Il consiglio di amministrazione di Unicredit che si è riunito ieri ha fissato le condizioni dell’aumento di capitale da 13 miliardi di euro varato nell’ambito del piano di rilancio della banca. Nello specifico, il CdA si è espresso su prezzo delle nuove azioni, sconto sul TERP, data di partenza dell’operazione, data di conclusione della ricapitalizzazione e caratteristiche generali dell’aumento di capitale.

Nel dettaglio, il prezzo di sottoscrizione delle nuove azioni ordinarie da offrire agli azionisti ordinari e di risparmio nel rapporto di 13 nuove azioni ogni 5 (ordinarie o di risparmio) già possedute, è stato fissato a 8,09 euro per ciascuna azione. Il prezzo incorpora uno sconto del 38% sul TERP (prezzo teorico dopo lo stacco del diritto).

L’offerta in opzione di azioni Unicredit comporterà l’emissione di massime 1,6 miliardi di azioni circa, per un controvalore complessivo pari a massimi 13 miliardi di euro circa.

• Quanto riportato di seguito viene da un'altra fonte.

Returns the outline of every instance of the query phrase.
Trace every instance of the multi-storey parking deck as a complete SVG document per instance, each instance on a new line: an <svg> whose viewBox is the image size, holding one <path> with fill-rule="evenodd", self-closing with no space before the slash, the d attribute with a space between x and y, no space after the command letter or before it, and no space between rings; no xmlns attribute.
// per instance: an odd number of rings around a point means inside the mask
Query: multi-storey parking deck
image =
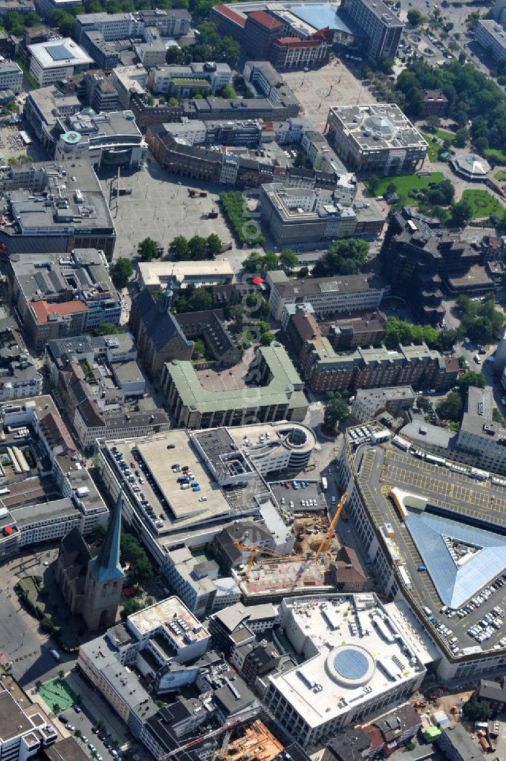
<svg viewBox="0 0 506 761"><path fill-rule="evenodd" d="M377 588L416 611L443 654L441 675L504 667L506 479L376 424L347 431L339 476Z"/></svg>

Per quello che riguarda il calendario dell’aumento di capitale, l’operazione partirà il prossimo lunedì 6 febbraio e si concluderà entro il 10 marzo. Più nel dettaglio è previsto che i diritti di opzione possano essere esercitati, a pena di decadenza, dal 6 febbraio 2017 al 23 febbraio 2017, estremi inclusi, in Italia e Germania e dall’8 febbraio 2017 al 22 febbraio 2017, estremi inclusi, in Polonia. In Borsa i diritti di opzione siano negoziabili sul MTA dal 6 febbraio 2017 al 17 febbraio 2017 e sul WSE (la borsa polacca) dall’8 febbraio 2017 al 17 febbraio 2017.

Il consiglio di amministrazione di Unicredit ha anche sciolto la riserva sul consorzio di garanzia dell’aumento di capitale. Il consorzio è formato da un corposo pool di banche d’affari, che si è impegnato a sottoscrivere le azioni rimaste inoptate.

Ultimo punto toccato dal CdA di Unicredit ha riguardato il piano industriale della banca. L’organo presieduto da Mustier ha confermato gli finanziari previsti dal Piano Strategico. In particolare è stato ribadito l’obiettivo di portare il CET1 ratio (fully loaded) al di sopra del livello del 12,5%, in linea con le indicazioni fornite al Capital Markets Day.

La reazione di Unicredit a Pizza Affari in avvio di seduta è negativa.

La quotazione del titolo infatti è in ribasso dello 0,5%.